Two identical ballons are filled, one w/ argon the other w/ oxygen gas at the same temp. If the oxygen ballon leaks at the rate of 64 mL per hour, how many hours will it take the argon ballon to lose 195mL of argon gas?
formula:
rate 1/rate 2=square root of m1/m2
You have posted the wrong formula.
Its r1/r2 = sqrt(M2/M1).
Let me know if that doesn't do it for you.
To find the number of hours it will take for the argon balloon to lose 195 mL of argon gas, we need to use the given formula:
rate1 / rate2 = √(m1 / m2)
Where:
rate1 is the leak rate of the oxygen balloon (64 mL/hour)
rate2 is the leak rate of the argon balloon (unknown)
m1 is the initial amount of gas in the oxygen balloon (unknown)
m2 is the initial amount of gas in the argon balloon (unknown)
We can rearrange the formula to solve for rate2:
rate2 = rate1 * √(m1 / m2)
Since the balloons are identical and filled at the same temperature, we can assume that m1 = m2.

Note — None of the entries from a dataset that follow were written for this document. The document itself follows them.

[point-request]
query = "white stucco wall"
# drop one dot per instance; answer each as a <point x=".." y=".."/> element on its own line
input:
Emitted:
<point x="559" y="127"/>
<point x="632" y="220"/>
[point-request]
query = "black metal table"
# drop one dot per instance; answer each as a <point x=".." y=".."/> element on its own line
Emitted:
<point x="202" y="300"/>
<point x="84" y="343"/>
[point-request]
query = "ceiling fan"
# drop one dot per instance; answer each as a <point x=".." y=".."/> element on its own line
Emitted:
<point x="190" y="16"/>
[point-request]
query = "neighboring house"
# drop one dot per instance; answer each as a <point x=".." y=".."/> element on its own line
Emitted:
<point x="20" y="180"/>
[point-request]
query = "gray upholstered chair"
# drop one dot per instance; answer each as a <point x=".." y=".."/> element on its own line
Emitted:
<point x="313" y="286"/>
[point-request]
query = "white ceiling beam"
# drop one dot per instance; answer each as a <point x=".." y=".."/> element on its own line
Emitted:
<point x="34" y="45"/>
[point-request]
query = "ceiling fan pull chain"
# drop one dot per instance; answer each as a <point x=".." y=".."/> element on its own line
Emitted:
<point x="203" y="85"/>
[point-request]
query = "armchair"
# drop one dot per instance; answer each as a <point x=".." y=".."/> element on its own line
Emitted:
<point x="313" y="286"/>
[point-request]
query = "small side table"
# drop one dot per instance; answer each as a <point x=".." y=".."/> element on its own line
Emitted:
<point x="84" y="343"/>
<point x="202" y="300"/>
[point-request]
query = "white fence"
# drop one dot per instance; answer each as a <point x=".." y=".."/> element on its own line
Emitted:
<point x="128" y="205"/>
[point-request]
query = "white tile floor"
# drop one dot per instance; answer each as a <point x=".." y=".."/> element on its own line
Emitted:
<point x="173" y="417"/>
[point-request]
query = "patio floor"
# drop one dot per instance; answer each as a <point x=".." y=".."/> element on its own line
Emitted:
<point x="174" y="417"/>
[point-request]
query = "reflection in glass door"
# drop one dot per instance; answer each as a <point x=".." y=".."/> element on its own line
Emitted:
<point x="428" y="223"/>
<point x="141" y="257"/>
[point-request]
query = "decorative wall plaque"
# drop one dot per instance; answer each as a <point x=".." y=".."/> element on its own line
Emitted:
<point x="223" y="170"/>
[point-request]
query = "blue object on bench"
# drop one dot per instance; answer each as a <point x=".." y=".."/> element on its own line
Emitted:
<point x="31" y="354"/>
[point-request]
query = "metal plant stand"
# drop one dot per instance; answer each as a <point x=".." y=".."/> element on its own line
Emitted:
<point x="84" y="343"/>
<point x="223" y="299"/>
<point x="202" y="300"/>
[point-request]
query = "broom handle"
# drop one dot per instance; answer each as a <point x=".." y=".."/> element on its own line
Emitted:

Let's substitute the given values into the formula and solve for rate2:
rate2 = 64 * √(m1 / m1)
Since m1 = m2, the formula simplifies to:
rate2 = 64 * √(1)
The square root of 1 is 1, so the formula further simplifies to:
rate2 = 64 * 1
rate2 = 64 mL/hour
Therefore, the leak rate of the argon balloon is also 64 mL/hour.
Now, to find the number of hours it will take for the argon balloon to lose 195 mL of argon gas, we can set up the following equation:
rate2 * time = 195
Substituting rate2 with 64 mL/hour:
64 * time = 195
Solving for time:
time = 195 / 64
time ≈ 3.04 hours
Therefore, it will take approximately 3.04 hours for the argon balloon to lose 195 mL of argon gas.